75.    No serious adverse events occurred during the course of the study; one subject experienced a mild rash develop while taking Echinacea. In this study, E. purpurea given over 28 days did not significantly change the activities of CYP3A4, CYP2E1, and CYP2D6 as estimated by comparing the phenotype ratios before and after treatment. Co-administration of E. purpurea caused an approximately 13% decrease in the ratio of paraxanthine/caffeine, suggesting that there was a possible inhibitory effect on CYP1A2 enzyme. However, the difference was not statistically significant and the authors did not think it was clinically relevant (Gurley et al., 2004).

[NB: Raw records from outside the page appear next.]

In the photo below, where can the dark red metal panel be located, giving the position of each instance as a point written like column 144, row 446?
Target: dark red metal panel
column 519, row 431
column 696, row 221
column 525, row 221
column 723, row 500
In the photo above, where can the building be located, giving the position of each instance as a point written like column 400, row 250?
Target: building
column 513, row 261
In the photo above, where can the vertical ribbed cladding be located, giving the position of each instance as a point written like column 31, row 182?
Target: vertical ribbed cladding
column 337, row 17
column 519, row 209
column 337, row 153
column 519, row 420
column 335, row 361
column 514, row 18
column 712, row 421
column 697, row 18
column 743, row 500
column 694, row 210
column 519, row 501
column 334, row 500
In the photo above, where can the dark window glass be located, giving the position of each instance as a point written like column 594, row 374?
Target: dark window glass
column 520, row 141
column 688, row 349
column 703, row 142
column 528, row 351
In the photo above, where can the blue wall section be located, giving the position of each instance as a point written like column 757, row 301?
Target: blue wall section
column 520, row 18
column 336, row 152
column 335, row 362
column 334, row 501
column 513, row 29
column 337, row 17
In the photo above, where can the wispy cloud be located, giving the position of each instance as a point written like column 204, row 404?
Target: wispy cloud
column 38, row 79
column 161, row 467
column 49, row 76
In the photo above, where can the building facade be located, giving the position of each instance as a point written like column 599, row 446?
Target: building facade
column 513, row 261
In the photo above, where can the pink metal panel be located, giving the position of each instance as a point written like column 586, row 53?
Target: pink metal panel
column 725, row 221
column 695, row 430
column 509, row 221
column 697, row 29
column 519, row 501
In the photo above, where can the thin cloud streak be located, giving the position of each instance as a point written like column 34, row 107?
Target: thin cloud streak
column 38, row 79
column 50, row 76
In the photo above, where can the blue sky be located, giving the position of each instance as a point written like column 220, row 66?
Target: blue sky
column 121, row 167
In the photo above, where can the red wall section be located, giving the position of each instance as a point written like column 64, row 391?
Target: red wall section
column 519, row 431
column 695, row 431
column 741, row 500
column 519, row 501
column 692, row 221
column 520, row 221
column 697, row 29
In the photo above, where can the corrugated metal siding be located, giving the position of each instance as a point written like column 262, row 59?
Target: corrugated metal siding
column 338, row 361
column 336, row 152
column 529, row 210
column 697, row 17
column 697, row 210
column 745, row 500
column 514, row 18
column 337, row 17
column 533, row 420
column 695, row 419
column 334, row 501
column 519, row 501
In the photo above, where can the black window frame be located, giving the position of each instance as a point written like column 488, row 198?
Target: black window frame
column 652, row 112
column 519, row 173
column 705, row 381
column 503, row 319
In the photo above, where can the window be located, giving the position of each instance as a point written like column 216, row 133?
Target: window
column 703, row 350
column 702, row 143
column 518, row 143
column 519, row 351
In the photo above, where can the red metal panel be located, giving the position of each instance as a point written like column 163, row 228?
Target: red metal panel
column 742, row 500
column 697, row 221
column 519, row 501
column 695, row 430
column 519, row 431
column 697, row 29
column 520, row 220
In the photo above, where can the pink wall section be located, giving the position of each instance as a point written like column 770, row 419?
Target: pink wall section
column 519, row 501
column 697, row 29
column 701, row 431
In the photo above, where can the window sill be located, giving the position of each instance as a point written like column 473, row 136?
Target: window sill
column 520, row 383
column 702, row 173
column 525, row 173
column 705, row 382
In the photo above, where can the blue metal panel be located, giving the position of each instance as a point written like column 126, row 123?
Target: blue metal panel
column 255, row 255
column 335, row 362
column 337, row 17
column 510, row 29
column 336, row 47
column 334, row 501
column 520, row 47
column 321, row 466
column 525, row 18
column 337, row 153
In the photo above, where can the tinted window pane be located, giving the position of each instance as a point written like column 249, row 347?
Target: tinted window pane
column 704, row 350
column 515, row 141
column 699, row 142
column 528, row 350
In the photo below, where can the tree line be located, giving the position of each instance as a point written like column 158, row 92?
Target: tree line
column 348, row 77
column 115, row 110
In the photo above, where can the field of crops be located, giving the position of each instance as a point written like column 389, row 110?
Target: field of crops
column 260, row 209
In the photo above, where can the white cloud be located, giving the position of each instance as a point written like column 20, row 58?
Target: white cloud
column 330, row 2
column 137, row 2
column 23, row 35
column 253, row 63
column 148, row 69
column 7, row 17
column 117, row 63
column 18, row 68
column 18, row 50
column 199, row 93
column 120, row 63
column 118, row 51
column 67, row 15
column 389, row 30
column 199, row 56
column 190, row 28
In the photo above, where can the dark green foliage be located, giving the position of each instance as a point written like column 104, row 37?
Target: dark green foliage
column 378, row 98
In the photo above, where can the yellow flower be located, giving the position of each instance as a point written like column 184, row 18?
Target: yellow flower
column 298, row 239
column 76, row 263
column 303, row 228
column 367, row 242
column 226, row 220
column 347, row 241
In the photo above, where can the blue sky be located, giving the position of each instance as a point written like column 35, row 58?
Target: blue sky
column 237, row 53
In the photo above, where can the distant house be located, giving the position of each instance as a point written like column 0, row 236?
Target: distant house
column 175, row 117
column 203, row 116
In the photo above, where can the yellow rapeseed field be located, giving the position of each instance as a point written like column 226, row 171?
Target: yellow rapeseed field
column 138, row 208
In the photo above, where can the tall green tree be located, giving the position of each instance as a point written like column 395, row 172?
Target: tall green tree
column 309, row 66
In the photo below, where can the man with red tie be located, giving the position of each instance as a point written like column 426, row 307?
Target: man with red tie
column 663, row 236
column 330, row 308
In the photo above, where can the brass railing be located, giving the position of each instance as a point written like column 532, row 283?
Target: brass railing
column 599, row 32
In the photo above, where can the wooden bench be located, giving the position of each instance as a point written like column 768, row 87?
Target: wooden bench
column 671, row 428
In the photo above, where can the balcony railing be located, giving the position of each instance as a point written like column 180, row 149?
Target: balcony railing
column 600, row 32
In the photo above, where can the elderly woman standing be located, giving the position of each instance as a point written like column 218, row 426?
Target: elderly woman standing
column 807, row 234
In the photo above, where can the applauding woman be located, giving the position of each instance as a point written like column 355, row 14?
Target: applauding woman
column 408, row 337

76.    The herb-drug interaction between E. purpurea and lopinavir-ritonavir was investigated in 13 healthy volunteers (8 men, 5 women) aged between 18-50 years (Penzak et al., 2010). Patients were healthy, had negative HIV test, were nonsmokers and were not allowed to take any medication within 30 days of study participation. Subjects were given single oral midazolam and fexofenadine to act as CYP3A4 and P-gp probes respectively. Seven to 28 days after midazolam and fexofenadine administration, subjects began taking lopinavir/ritonavir 400 mg/100 mg twice daily with meals. 15 days after the antiretroviral therapy initiation, E. purpurea fresh liquid extract 8:1 softgel capsules from a single batch (Echinamide Natural Factors) was initiated at 500 mg three times daily (1,500 mg daily dose) for 28 days. The extract formulation contained standardized amounts of alkylamides, polysaccharides, and chicoric acid. The patients continued taking the lopinavir/ritonavir for a further 14 days (total 29.5 days) with the last 2 weeks of the study consisting only of Echinacea dosing. At the end of the study, patients returned for repeat fexofenadine and midazolam administration. Neither lopinavir nor ritonavir were significantly influenced by the 2-week Echinacea co-administration. The AUC of midazolam was significantly decreased (p= 0.008), whilst its clearance was significantly increased (p=0.02) after the E. purpurea administration suggesting induction of the CYP3A4-mediated metabolism of midazolam. No effect on the fexofenadine pharmacokinetic parameters was observed. The authors explain the lack of change in the pharmacokinetic parameters of the CYP3A4 substrates lopinavir and ritonavir with ritonavir being a potent intestinal and hepatic CYP3A4 inhibitor, therefore masking any enzyme induction effects of Echinacea.